Diarrheal illness will continue to be a burden to healthcare providers worldwide. Rapid diagnostic tests for stool pathogens may provide a means to minimize the impact of this burden throughout the entire hospital.
References
- World Health Organization. Diarrhoeal Disease: Fact Sheet N°330 April 2013. http://www.who.int/mediacentre/factsheets/fs330/en/index.html. Accessed February 17, 2014.
- Bryce J, Boschi-Pinto C, Shibuya K, Black RE. WHO estimates of the causes of death in children. Lancet. 2005;365(9465):1147-1152.
- Herikstad H, Yang S, Van Gilder TJ, et al. A population-based estimate of the burden of diarrhoeal illness in the Unites States: FoodNet, 1996-1997. Epidemiol Infect. 2002;129(1): 9-17.
- Centers for Disease Control and Prevention, U.S. Department of Health and Human Services. Antibiotic Resistance Threats in the United States, 2013. http://www.cdc.gov/drugresistance/threat-report-2013/pdf/ar-threats-2013-508.pdf. Accessed February 17, 2014.

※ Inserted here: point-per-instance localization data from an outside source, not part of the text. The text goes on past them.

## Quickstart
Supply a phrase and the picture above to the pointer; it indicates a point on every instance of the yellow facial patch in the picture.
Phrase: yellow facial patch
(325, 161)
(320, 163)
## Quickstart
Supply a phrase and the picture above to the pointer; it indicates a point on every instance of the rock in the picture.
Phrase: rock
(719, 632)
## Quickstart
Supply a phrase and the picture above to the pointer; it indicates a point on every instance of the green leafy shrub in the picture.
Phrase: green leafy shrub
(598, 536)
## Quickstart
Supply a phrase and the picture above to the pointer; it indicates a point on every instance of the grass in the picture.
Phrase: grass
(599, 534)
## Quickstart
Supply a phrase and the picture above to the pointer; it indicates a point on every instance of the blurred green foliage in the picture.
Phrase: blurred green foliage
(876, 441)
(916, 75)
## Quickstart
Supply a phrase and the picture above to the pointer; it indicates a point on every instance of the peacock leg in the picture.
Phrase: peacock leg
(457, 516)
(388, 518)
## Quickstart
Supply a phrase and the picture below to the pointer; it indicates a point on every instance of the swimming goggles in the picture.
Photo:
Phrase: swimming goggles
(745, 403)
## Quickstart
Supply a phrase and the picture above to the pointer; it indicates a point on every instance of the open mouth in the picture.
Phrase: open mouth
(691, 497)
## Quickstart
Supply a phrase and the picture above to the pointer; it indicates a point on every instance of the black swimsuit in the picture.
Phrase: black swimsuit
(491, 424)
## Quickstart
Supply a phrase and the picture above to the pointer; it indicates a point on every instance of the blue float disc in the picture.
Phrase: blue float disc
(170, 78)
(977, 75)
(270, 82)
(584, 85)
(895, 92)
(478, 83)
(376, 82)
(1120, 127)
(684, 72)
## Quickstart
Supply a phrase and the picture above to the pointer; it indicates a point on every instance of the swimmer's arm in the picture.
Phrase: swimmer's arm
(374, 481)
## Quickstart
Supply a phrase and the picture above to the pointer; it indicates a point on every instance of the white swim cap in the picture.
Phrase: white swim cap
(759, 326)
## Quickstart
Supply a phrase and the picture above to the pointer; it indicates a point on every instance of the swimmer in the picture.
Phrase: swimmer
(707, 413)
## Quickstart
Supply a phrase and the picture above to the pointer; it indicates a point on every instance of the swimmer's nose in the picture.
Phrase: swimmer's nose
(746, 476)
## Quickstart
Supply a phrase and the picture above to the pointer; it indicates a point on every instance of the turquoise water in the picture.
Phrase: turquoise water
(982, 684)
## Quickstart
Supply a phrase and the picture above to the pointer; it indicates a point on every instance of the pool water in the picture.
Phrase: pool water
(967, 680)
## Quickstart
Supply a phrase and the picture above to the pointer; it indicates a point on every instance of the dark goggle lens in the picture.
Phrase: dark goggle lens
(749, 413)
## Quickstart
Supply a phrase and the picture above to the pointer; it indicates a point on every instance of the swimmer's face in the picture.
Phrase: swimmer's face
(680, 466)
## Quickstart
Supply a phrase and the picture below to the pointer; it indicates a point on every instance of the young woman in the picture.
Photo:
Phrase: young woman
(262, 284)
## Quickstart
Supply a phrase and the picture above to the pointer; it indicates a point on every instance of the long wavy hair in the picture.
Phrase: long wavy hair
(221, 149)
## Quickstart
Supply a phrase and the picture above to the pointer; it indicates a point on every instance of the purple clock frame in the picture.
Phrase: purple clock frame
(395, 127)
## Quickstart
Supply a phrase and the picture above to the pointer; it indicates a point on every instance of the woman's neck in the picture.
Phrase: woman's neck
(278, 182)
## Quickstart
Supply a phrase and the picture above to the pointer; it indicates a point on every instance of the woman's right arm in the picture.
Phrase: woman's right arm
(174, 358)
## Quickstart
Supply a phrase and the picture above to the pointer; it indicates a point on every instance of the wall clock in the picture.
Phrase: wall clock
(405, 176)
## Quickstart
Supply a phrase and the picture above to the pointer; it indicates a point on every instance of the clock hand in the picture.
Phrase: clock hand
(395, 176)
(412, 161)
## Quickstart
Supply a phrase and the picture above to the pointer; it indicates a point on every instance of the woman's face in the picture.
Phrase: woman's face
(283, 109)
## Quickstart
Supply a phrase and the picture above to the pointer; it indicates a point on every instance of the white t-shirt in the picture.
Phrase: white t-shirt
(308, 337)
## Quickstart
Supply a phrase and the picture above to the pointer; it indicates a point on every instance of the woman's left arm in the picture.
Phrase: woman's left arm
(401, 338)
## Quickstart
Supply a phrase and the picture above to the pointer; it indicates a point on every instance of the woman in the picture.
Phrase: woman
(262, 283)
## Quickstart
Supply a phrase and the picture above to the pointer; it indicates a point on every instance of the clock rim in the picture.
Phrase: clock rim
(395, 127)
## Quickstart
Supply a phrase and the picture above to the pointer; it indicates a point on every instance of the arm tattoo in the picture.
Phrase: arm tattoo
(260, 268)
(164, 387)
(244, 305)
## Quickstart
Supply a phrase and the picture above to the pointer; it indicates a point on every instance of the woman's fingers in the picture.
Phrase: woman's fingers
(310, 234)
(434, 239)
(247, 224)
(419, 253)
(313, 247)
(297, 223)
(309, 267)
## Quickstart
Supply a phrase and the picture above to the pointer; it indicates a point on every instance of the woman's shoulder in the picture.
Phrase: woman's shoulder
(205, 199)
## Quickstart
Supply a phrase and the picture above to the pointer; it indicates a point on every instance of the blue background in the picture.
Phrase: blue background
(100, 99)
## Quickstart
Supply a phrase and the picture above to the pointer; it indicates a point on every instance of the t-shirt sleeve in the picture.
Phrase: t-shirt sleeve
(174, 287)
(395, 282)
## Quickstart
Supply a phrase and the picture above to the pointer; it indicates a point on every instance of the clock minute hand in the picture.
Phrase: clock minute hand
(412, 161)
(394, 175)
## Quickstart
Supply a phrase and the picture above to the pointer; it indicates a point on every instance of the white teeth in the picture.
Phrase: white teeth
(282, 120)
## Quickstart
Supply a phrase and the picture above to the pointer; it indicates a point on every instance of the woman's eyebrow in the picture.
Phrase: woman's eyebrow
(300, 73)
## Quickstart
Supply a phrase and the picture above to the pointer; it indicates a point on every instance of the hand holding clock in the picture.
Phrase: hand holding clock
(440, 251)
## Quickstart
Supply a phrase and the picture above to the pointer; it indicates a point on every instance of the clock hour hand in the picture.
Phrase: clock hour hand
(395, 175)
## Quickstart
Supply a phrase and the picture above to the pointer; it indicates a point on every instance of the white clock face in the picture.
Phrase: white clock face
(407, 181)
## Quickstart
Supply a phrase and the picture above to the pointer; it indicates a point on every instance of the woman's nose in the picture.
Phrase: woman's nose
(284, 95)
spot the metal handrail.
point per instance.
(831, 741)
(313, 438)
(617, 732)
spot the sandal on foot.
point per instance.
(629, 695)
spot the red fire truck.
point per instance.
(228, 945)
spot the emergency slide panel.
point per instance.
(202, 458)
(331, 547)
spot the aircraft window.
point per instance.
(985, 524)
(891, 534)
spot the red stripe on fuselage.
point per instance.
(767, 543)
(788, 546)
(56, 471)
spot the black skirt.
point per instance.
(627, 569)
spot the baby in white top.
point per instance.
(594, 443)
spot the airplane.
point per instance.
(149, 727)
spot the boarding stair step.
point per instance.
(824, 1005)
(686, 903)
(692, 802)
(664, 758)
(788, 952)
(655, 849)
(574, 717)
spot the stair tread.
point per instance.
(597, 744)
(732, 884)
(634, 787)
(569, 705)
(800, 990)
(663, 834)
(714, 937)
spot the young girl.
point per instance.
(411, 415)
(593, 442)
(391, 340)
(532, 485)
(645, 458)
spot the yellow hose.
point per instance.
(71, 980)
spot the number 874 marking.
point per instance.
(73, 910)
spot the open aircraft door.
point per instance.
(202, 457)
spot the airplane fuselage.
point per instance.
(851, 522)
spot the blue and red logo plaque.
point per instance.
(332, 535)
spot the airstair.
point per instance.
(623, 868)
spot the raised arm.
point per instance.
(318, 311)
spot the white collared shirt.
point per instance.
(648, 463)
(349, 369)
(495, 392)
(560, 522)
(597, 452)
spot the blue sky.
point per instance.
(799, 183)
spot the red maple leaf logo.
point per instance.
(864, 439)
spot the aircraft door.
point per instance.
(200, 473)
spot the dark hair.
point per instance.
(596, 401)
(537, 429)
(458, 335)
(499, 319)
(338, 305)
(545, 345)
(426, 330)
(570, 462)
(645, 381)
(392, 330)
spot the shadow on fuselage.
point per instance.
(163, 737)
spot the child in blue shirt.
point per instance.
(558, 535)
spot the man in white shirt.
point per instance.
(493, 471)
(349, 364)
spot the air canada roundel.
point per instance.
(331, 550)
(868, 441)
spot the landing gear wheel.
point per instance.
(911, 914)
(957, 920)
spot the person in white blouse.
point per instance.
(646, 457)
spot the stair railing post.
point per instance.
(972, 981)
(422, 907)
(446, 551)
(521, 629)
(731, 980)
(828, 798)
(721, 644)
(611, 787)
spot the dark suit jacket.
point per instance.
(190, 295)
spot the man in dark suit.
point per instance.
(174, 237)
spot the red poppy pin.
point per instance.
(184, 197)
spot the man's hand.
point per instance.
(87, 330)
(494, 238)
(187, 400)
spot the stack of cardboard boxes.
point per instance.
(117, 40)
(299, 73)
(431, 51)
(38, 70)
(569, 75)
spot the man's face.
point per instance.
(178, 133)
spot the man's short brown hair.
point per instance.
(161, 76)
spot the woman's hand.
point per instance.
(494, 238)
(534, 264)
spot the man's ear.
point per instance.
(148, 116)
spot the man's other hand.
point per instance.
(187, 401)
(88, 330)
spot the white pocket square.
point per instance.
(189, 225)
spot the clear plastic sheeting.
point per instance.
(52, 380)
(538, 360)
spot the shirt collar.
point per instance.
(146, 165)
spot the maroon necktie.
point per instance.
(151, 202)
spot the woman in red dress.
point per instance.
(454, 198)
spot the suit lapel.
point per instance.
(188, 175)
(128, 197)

- Culbreath K, Ager E, Nemeyer RJ, Kerr A, Gilligan PH. Evolution of testing algorithms at a university hospital for detection of Clostridium difficile infections. J. Clin. Microbiol. 2012; 50(9):3073-3076.
- Panos GZ, Betsi GI, Falagas ME. Systematic review: are antibiotics detrimental or beneficial for the treatment of patients with Escherichia coli O157:H7 infection? Aliment. Pharmacol. Ther. 2006;24(5):731-42.